The Mt. Everest is starting to look rather miraculous. We only know of one Mt Everest. Only one set of very special conditions, presumably only having happened once in the entire universe, could have led to the exact and particular Mt. Everest we have.
Rumraket on December 3, 2015 at 6:16 pm said:

stcordova: If anything, natural selection selects against more complexity.

No. It selects against higher energetic cost when resources are scarce. When they aren’t, starting from 0 complexity there’s only one way to go: Up.

stcordova: Even Michael Lynch points out complex replicators (aka multicellular animals) don’t compete well against simpler ones.

There’s a world of difference between single and multi-cellular life, and simpler vs more complex but still single-cellular life. And it’s probably even more so if you merely compare self-replicating molecules themselves.
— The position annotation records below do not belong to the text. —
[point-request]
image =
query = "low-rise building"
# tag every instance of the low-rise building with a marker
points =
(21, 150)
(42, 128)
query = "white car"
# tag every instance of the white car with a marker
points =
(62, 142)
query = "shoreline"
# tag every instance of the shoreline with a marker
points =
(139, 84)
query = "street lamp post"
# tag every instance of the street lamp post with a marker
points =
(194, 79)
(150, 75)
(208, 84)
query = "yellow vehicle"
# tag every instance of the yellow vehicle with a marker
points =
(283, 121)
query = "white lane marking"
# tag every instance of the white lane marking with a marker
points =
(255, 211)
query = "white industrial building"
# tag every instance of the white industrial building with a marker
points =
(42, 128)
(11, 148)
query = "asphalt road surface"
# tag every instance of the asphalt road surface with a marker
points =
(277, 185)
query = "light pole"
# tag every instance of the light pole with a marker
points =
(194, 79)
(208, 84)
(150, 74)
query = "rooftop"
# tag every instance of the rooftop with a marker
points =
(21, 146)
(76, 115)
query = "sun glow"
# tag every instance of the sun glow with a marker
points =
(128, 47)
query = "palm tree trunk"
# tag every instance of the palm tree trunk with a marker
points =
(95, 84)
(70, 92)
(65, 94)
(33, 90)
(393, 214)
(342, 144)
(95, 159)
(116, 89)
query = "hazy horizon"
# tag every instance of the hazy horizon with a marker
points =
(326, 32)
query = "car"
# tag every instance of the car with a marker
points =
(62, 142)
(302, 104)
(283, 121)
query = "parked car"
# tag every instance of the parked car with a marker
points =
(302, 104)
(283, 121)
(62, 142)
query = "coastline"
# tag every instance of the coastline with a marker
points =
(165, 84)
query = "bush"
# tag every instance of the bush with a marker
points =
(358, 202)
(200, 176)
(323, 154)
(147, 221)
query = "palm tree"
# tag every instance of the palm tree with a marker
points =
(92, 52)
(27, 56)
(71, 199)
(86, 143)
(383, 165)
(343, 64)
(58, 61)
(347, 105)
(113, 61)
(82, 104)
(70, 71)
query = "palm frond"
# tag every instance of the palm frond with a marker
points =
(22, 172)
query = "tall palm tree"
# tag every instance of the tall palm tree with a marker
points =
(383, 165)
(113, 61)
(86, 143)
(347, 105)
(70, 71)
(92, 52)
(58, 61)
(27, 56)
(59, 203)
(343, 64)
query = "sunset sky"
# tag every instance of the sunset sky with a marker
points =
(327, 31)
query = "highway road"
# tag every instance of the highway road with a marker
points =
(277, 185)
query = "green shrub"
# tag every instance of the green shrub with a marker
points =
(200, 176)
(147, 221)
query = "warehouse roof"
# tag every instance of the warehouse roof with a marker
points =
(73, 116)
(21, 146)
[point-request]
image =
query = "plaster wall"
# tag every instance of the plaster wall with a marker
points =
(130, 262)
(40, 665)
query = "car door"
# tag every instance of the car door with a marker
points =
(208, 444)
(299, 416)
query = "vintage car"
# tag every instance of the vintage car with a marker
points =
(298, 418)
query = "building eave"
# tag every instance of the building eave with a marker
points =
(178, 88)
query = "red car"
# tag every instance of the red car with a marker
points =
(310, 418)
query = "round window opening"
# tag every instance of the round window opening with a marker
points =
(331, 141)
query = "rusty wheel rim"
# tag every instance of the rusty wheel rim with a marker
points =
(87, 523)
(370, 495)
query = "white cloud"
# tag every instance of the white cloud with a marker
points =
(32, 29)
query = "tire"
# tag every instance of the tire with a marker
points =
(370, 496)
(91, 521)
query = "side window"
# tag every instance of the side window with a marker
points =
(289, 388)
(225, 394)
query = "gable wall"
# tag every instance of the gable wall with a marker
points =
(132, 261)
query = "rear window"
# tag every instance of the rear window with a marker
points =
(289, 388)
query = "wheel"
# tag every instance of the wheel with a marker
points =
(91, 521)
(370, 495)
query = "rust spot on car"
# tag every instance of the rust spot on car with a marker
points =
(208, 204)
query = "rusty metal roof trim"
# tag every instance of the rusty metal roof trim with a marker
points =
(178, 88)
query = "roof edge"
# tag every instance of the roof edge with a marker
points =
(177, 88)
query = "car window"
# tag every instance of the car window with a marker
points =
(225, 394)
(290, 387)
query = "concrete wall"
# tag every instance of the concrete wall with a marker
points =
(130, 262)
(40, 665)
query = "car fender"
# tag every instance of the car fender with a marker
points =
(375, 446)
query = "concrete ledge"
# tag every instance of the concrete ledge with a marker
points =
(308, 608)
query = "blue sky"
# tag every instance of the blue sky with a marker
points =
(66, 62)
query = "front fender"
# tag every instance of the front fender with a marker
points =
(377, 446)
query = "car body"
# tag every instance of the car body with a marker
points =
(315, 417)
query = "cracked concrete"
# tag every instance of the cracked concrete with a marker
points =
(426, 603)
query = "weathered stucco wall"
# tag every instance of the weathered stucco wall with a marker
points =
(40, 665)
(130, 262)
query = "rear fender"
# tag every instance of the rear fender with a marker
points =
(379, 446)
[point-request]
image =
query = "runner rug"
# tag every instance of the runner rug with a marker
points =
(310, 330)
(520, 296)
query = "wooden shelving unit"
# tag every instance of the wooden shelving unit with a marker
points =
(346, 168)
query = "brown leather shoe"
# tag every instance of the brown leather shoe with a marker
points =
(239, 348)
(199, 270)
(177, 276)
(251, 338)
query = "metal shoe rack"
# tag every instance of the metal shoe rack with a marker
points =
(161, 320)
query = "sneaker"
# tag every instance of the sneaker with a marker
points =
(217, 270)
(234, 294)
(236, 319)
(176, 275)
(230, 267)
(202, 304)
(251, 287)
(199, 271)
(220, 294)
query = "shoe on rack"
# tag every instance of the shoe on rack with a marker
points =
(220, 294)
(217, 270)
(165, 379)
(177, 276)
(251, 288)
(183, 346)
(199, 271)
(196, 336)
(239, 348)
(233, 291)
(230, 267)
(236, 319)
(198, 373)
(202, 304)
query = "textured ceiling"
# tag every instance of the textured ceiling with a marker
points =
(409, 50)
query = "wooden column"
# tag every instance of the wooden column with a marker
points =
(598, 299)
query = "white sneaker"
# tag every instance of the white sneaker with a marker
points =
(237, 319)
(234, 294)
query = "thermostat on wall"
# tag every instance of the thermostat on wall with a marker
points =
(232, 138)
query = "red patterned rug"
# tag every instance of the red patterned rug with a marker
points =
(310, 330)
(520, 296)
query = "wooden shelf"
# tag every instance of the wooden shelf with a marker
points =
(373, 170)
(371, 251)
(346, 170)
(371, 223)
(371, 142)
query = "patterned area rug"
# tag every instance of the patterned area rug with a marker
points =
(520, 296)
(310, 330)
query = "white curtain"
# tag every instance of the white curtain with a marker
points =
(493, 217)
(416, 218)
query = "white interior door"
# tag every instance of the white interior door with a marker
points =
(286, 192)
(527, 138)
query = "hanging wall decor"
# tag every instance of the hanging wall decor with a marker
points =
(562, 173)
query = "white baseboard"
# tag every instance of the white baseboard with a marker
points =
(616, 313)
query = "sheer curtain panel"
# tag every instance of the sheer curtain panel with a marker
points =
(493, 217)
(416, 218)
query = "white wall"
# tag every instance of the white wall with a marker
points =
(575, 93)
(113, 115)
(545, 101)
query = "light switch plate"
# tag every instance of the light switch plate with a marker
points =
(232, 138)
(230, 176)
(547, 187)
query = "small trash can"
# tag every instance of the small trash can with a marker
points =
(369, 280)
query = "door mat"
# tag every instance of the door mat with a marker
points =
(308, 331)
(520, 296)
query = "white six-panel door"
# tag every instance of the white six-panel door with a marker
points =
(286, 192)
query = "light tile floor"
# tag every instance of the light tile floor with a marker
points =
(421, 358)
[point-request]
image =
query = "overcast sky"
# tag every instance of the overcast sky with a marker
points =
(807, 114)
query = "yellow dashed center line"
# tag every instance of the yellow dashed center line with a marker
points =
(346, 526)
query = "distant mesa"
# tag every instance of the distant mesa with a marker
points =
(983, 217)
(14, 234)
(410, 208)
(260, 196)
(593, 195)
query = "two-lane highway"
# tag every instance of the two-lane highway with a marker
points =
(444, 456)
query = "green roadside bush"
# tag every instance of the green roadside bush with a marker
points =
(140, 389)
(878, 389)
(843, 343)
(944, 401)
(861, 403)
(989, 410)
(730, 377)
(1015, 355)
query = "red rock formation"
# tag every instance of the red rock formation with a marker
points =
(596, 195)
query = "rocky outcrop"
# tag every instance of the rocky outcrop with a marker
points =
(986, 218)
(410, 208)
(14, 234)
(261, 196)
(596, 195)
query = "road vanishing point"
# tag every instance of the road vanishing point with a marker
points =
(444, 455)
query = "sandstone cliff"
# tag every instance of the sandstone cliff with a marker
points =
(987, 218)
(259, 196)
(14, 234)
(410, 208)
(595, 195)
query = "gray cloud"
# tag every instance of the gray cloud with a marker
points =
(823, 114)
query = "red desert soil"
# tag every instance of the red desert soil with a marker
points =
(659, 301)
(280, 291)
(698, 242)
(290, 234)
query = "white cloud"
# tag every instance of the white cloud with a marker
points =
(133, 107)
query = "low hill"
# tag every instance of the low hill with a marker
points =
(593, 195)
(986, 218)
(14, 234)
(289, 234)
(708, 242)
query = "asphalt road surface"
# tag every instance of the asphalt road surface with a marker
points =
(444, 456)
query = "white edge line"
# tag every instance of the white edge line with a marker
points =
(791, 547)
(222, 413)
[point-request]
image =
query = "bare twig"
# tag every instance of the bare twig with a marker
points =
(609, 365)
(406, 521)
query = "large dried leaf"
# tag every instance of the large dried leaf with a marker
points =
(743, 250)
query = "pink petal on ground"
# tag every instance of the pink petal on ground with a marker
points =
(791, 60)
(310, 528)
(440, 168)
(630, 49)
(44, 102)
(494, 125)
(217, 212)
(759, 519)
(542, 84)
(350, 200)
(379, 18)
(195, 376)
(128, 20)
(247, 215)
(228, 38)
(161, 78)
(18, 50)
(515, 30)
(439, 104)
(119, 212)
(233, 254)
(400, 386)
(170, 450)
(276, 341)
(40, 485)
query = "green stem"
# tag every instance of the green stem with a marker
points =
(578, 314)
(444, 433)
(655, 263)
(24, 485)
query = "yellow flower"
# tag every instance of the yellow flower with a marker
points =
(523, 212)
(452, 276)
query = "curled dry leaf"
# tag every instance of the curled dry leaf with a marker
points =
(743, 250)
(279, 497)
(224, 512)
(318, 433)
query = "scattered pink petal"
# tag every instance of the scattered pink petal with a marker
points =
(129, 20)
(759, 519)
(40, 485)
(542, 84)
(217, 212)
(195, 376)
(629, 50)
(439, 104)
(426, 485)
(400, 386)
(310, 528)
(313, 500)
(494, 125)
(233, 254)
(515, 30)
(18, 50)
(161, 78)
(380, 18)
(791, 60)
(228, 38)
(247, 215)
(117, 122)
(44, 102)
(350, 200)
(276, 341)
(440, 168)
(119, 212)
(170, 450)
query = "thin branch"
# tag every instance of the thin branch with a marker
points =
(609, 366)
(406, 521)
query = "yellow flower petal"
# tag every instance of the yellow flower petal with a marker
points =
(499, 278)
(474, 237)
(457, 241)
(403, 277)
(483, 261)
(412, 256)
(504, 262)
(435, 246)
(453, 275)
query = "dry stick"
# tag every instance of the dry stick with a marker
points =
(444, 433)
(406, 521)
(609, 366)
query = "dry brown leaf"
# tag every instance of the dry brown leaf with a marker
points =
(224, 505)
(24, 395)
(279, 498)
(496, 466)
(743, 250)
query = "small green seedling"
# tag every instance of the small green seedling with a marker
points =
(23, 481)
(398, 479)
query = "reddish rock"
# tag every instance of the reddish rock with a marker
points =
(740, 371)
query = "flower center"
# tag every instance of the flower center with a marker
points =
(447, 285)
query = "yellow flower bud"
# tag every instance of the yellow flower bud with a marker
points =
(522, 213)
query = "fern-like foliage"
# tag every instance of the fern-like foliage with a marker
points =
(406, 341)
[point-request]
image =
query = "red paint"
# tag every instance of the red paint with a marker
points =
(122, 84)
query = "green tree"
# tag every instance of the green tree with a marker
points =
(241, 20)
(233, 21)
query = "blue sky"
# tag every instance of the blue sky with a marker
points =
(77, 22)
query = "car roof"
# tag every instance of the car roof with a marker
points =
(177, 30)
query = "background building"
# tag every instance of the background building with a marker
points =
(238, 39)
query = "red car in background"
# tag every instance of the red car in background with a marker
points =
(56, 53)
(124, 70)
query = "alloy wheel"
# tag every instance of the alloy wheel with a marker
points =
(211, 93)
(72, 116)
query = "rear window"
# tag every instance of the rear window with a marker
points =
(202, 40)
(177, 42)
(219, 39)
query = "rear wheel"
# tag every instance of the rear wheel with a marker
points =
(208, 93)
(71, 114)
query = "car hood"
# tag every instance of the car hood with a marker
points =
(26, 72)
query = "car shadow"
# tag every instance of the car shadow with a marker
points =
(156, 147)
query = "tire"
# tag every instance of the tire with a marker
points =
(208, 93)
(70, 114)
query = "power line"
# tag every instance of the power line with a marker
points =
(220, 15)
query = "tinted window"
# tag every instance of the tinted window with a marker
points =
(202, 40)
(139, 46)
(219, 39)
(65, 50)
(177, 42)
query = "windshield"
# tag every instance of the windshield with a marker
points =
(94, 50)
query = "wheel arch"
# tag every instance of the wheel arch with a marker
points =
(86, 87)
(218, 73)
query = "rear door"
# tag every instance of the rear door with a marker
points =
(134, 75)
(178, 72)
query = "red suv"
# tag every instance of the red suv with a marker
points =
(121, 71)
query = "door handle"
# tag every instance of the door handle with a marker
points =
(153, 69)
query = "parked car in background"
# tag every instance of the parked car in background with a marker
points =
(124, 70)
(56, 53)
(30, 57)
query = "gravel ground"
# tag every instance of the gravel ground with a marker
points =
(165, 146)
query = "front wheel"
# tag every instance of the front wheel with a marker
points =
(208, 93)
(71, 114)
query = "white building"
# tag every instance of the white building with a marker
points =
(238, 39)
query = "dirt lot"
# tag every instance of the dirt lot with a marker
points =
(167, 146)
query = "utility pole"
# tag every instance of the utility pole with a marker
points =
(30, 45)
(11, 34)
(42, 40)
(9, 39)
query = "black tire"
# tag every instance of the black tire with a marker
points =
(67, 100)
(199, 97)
stcordova: That principle is extensible to simple replicators, and the Spiegelmann experiment should be informative that the claim you asserted:

is a little suspect as far as evolving more replicators, and is dubious whether the replication can be self-sustaining since one needs a special environment to make it feasible.

Heat flux across an open pore enables the continuous replication and selection of oligonucleotides towards increasing length.

I should note that heat flux across an open pore is what you find in an alkaline hydrothermal vent.

stcordova: Finally, I think many underestimate the importance of the cytoplasmic chemistry in the origin of life. We barely understand the significance of glycoprotein complexes and the difficulty of evolving interactome cascades. When Ventner made artificial life, he had to use pre-existing cytoplasmic machinery. Ventner nor anyone on the planet is able to synthesize a cytoplasm from scratch and put it in the right interactome state. I think the problem of a DNA-RNA-protein replicator requires much more machinery in place simultaneously than you think.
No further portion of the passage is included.